Comment continuer à parler d'inclusion alors que le Rassemblement national est aux portes du pouvoir ? En vous aidant à débusquer les discours réactionnaires. En bonus, un plot twist final : quand on parle de la langue, et si c'était moi la réac ?
Tout ce temps passé à militer, je ne l’ai pas passé à trouver des idées pour cette newsletter. Comme je suis une écolo du contenu, dans un cas comme celui-là, je recycle. En l’occurrence je vous (re)partage un article que j’ai écrit en juillet 2021 et dont le sujet me semble plus que jamais d’actualité. Puisqu’après tout, mon objectif est de vous encourager à cultiver votre esprit critique sur les mots, vous outiller pour débusquer la rhétorique réactionnaire dans l’espace public et médiatique, ça marche aussi, surtout en ce moment (d’ailleurs, je vous recommande très vivement cette vidéo de Blast “Législatives : chaos politique et fiasco médiatique”pour y voir plus clair). Alors débusquons les discours réactionnaires partout où ils sont, en partant de l’exemple très concret du “débat” sur le langage inclusif.
Être contre l’écriture inclusive est-il réactionnaire ?
J’ai découvert un livre qui est apparemment un classique de la sociologie politique : Deux siècles de rhétorique réactionnaire de Albert O. Hirschman. C’est un ouvrage paru en 1991 dans lequel l’auteur, économiste et sociologue, s’appuie sur trois moments-clés dans l’acquisition des droits civils (les droits de l’homme au 18e, que je préfère évidemment appeler les droits humains aujourd’hui), politiques (le suffrage universel au 19e qui, rappelons-le, était universel mais sans les femmes) et économiques et sociaux (l’état-providence du 20e siècle) pour démontrer comment les positions des réactionnaires, des “contre-offensives idéologiques d’une force extraordinaire”, s’articulent autour de 3 types d’arguments immuables qu’il appelle la “rhétorique réactionnaire”.
J’ai été frappée par le parfait calque avec les arguments des opposant·es au langage inclusif, et surtout ce à quoi le débat public et médiatique le réduit aujourd’hui, c’est-à-dire l’écriture inclusive et encore plus spécifiquement le point médian. D’ailleurs, j’ai appris plus tard (merci Wikipédia) que “les chercheuses féministes font souvent appel à la description de la rhétorique réactionnaire proposée par Albert Hirschman pour rendre compte des formes prises par des discours sexistes” et je me suis donc dis que je ne m’étais pas complètement trompée.

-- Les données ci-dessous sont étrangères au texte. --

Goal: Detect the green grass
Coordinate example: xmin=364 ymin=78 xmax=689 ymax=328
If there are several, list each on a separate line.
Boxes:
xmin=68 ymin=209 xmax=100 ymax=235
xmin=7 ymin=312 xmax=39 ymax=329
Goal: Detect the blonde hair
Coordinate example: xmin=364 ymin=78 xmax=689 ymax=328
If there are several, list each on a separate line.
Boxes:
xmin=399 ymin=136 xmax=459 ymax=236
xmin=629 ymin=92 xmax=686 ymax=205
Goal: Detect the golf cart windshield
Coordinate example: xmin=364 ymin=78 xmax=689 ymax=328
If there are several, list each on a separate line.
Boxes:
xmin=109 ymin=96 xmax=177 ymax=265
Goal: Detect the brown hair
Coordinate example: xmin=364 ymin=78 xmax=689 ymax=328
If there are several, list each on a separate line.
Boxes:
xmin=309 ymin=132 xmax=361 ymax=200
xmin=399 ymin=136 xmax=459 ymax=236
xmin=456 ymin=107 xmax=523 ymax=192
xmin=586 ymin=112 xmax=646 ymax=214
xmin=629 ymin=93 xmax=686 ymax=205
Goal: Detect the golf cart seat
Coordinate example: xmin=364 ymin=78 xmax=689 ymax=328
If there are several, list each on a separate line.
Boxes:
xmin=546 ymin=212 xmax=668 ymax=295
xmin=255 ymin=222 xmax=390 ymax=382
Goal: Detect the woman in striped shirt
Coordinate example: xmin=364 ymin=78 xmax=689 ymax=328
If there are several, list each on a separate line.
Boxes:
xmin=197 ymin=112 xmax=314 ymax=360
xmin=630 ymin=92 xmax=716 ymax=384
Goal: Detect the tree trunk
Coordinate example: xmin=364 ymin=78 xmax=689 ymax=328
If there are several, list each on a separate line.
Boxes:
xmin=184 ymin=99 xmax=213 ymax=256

Les 3 types d’arguments mis en avant sont la thèse de l’effet pervers, la thèse de l’inanité, la thèse de la mise en péril (perversity, futility, jeopardy dans la version originale).
L’effet pervers ou quand l’écriture inclusive deviendrait excluante
La thèse de l’effet pervers consiste à dire que “toute action qui vise directement à améliorer un aspect quelconque de l’ordre politique, social ou économique ne sert qu’à aggraver la situation que l’on cherche à corriger”.